Fix: Always use for: 5m or longer. The condition must be continuously true for the duration. 5m for critical, 15m for warning.
3. Alerting on rate() with insufficient data¶
Your error rate alert: rate(errors[1m]) > 0.01. During low traffic (2 requests/minute), a single error gives a rate of 0.5 — 50x your threshold. You get paged because 1 out of 2 requests failed.
Fix: Add a minimum traffic threshold: rate(errors[5m]) / rate(total[5m]) > 0.01 AND rate(total[5m]) > 1. Don't alert on error rates when traffic is negligible.
4. Missing absent() for critical metrics¶
Your application crashes and stops emitting metrics. Your error rate alert shows "no data" — which is neither true nor false. The alert doesn't fire. Nobody knows the service is down.
Fix: Add an absent() alert for every critical metric: absent(up{job="api"} == 1). This fires when the metric itself disappears.
5. Every alert goes to the same channel¶
All alerts route to #alerts in Slack. Critical database alerts are buried between resolved pod restart notifications. The channel is permanently unread.
Fix: Route by severity: Critical → PagerDuty (immediate response), Warning → team Slack channel, Info → suppressed or weekly digest. Use group_by to batch related alerts.
6. Recording rule that hides the real metric¶
You create a recording rule job:http_requests:rate5m and use it in alerts and dashboards. Someone changes the recording rule expression. Now your alert threshold means something different, but the alert name and description haven't changed.
Fix: Document recording rule expressions. Version them. Alert on the raw metric when possible, use recording rules for dashboard performance. If alerting on a recording rule, keep it simple.
7. Alert that can never resolve¶
Your alert: changes(kube_pod_container_status_restarts_total[1h]) > 5. A pod restarts 6 times and the alert fires. The pod stabilizes. But the changes() function looks at a 1-hour window. The alert stays active for an hour after the issue is fixed. Your on-call stares at a resolved problem.
Fix: Choose alert expressions that naturally resolve when the problem is fixed. Use rate() instead of changes() or increase() with long windows. Test alert resolution, not just firing.
8. Alertmanager group_wait too long¶
You set group_wait: 5m to batch alerts. A critical outage fires an alert. Alertmanager waits 5 minutes to see if more alerts arrive before sending. You get paged 5 minutes late.

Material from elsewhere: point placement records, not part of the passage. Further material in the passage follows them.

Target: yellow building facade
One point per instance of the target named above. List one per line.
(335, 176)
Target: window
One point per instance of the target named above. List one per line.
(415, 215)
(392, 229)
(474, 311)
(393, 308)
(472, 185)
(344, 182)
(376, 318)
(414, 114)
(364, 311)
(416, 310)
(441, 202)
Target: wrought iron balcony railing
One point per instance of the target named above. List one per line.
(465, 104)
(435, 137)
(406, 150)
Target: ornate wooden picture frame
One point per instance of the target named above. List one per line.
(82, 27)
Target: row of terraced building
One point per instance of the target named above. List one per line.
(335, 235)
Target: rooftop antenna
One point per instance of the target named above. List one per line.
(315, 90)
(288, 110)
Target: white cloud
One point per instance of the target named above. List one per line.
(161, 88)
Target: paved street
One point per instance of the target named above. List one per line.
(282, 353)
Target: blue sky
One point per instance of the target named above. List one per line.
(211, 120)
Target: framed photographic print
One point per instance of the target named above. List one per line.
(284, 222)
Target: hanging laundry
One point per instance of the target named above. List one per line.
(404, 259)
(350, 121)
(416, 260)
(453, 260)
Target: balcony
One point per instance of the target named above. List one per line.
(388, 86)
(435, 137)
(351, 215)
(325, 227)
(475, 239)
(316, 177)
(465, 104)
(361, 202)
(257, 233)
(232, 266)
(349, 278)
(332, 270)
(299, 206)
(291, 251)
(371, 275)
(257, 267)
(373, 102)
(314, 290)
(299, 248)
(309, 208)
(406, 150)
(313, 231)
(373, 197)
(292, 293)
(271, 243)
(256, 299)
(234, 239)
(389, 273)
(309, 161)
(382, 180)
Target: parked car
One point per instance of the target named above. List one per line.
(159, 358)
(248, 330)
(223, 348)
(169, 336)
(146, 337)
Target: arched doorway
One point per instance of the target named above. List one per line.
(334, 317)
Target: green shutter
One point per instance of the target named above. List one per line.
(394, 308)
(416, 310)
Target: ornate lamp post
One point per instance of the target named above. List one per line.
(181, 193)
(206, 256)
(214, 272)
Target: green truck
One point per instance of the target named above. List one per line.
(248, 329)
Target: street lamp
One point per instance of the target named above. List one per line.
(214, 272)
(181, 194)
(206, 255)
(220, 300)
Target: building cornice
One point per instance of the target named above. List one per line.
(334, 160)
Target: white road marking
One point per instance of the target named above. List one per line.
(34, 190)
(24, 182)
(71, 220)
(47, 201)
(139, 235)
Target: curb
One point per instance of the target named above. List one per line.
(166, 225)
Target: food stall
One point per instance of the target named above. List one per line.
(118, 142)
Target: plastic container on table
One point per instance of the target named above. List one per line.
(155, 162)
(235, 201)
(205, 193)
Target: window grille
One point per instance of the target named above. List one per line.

Fix: Set low group_wait for critical alerts (30s). Use longer group_wait for warning/info. Different route configurations can have different timing.
9. Silencing all alerts for maintenance and forgetting¶
You silence all alerts for a 2-hour maintenance window. Maintenance finishes in 30 minutes. You forget to remove the silence. A real incident happens during the remaining 90 minutes. No alerts.
Fix: Set silences with the minimum necessary duration. Use the createdBy and comment fields. Review active silences after maintenance. Alert if silences exceed their expected duration.
10. predict_linear() with bad extrapolation¶
You alert: predict_linear(node_filesystem_avail_bytes[1h], 4*3600) < 0. A log burst fills disk quickly for 10 minutes, then stops. The linear extrapolation predicts disk full in 4 hours. You get paged. But the burst is over and disk usage is stable.
Fix: Use longer lookback windows for prediction (6h, 24h). Combine with current utilization: predict_linear(...) < 0 AND node_filesystem_avail_bytes < threshold. Predict is a hint, not a certainty.